The Reserve Fund is a fund, which is created by the company out of its net profits to be utilized at the time of financial stringency is called a reserve fund. It is a savings account or other highly liquid asset set aside by an individual or business to meet any future costs or financial obligations, especially those arising unexpectedly. It sets aside money for covering scheduled, routine and unscheduled expenses that would otherwise be drawn from a general fund. Reserve funds usually are set aside in an account separate from the general operating funds.

It refers to a savings account or highly liquid assets set aside to meet unexpected costs or financial obligations. If the fund is set up to meet the costs of scheduled upgrades, less liquid assets may be used. Businesses, individuals, and condominium homeowners’ associations are common users of reserve funds. For example, a homeowner’s association often manages a reserve fund to help maintain the community and its amenities using the dues paid by homeowners. It is a savings account or other liquid asset managed by a condominium, business, or individual for anticipated future expenditures, such as major repairs and improvements.

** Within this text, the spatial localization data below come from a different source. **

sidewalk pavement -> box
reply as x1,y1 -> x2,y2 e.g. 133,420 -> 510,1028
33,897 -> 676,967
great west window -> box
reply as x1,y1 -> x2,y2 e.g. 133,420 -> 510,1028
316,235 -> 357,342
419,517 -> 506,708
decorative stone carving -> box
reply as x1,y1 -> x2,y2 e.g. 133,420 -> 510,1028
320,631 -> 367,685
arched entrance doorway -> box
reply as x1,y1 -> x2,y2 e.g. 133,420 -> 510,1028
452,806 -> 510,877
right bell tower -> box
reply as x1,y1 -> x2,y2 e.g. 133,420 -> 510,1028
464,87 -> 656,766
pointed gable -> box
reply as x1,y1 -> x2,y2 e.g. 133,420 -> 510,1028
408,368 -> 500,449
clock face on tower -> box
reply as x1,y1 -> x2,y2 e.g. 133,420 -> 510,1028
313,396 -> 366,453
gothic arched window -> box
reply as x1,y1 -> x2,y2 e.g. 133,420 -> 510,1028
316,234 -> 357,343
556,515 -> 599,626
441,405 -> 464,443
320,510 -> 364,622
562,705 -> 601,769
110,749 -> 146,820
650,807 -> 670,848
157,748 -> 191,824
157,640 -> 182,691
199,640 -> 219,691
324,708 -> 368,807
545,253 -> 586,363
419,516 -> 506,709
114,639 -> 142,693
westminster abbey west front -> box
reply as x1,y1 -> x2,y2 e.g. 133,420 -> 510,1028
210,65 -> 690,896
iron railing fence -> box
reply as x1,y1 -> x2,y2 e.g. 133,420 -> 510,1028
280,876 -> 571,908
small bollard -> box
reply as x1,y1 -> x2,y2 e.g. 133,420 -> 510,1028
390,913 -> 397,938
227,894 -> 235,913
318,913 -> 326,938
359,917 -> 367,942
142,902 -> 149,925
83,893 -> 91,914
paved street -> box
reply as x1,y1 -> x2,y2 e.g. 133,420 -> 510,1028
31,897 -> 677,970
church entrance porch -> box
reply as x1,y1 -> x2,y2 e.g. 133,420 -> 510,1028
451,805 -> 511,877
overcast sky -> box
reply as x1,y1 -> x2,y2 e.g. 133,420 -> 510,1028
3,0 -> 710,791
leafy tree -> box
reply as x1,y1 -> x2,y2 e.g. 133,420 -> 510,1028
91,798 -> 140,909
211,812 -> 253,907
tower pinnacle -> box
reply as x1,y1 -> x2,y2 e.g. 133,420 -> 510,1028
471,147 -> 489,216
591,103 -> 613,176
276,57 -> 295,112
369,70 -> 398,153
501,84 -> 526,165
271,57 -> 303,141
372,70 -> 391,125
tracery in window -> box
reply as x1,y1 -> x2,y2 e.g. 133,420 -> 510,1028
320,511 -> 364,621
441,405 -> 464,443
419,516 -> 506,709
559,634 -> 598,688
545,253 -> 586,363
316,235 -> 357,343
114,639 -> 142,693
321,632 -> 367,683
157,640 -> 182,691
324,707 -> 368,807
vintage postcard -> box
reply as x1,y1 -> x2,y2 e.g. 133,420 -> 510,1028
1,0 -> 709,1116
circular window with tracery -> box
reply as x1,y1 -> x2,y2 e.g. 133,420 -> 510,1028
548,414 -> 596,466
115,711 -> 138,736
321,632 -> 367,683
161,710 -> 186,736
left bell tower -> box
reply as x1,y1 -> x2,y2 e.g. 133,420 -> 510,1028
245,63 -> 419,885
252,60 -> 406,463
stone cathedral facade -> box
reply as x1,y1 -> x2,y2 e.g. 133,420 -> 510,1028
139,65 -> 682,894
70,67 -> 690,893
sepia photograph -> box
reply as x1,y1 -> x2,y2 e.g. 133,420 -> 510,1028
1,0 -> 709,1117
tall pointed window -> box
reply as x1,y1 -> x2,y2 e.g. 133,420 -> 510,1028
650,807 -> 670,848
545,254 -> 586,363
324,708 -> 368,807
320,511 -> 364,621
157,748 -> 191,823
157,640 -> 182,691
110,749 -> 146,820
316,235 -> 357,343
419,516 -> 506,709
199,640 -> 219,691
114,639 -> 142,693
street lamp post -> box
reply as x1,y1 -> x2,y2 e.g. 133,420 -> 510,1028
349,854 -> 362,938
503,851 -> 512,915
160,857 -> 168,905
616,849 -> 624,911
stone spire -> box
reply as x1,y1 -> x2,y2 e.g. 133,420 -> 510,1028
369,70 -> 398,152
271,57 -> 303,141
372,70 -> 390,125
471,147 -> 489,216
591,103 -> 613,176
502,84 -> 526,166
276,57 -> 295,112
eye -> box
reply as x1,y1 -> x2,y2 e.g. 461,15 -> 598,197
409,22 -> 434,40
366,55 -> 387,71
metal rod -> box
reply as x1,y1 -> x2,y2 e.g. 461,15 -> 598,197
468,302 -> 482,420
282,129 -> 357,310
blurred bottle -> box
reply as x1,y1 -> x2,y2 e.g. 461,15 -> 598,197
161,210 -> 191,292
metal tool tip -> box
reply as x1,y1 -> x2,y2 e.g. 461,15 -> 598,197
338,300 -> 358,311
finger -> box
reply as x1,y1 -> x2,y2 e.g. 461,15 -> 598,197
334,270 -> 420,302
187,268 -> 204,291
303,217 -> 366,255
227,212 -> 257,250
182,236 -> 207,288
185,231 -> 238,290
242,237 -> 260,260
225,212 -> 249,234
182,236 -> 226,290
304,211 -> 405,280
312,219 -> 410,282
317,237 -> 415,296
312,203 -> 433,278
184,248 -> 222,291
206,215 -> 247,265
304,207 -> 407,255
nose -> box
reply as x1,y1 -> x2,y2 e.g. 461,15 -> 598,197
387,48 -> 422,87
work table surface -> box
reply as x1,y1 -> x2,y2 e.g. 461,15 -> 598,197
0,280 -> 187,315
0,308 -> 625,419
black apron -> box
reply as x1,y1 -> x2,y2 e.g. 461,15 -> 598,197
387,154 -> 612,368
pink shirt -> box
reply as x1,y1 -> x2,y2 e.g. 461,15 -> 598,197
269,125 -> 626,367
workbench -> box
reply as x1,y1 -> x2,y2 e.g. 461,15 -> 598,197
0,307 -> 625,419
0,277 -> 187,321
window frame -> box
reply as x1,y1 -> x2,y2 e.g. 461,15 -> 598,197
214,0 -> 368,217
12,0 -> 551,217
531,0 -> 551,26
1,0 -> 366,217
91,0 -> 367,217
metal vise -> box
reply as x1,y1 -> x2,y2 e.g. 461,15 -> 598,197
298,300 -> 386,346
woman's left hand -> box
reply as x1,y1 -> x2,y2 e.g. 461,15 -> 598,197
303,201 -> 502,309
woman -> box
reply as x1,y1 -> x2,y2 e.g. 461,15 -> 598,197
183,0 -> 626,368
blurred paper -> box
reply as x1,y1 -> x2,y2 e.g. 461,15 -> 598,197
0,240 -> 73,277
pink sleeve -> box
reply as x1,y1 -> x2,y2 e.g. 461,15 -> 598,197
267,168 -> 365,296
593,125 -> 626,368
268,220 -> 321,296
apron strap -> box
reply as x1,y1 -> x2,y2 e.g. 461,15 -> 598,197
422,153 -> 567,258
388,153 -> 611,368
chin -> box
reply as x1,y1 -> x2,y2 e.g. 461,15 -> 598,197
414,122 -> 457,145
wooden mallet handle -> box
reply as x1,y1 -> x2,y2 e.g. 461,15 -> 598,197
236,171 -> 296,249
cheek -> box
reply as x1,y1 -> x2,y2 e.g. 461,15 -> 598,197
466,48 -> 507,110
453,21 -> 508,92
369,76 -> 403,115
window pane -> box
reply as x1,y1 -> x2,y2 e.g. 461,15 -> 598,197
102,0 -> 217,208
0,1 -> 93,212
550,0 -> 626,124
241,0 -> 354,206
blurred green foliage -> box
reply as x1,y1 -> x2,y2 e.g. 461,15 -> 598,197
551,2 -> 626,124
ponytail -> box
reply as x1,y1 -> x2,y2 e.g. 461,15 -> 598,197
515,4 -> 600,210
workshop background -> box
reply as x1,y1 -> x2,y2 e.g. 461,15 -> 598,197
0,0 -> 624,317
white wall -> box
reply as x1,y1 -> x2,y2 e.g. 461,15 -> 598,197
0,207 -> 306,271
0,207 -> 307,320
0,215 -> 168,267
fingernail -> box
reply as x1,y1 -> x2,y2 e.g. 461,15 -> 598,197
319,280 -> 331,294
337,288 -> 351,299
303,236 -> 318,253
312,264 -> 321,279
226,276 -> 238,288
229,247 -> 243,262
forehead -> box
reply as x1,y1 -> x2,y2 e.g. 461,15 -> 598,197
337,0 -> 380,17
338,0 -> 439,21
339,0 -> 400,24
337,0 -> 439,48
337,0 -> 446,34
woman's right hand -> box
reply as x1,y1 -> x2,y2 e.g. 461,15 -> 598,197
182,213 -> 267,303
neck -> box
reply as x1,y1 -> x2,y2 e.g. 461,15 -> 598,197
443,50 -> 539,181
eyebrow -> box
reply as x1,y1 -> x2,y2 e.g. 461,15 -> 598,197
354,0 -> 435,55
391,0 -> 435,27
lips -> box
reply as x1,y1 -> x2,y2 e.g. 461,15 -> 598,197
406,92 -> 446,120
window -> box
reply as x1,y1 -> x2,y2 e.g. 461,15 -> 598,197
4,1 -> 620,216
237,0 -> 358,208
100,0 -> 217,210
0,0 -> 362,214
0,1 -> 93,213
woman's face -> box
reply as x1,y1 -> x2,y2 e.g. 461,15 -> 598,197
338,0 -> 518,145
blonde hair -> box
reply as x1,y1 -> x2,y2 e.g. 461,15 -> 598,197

A reserve fund is a sum of money reserved for some specific future event or some emergency. It is a specific amount intended to be accumulated through periodic savings assisted by the power of compound interest. This future sum can be used to replace a piece of aging equipment. The amount to be transferred to a Reserve (or Reserve Fund) is debited to Profit and Loss Appropriation Account. Examples of Reserves are General Reserve, Capital Reserve, Dividend Equalization Reserve, Contingency Reserve, etc. The purpose of all these reserves is to enable the firm to tide over a difficult financial period and not to meet any particular contingency.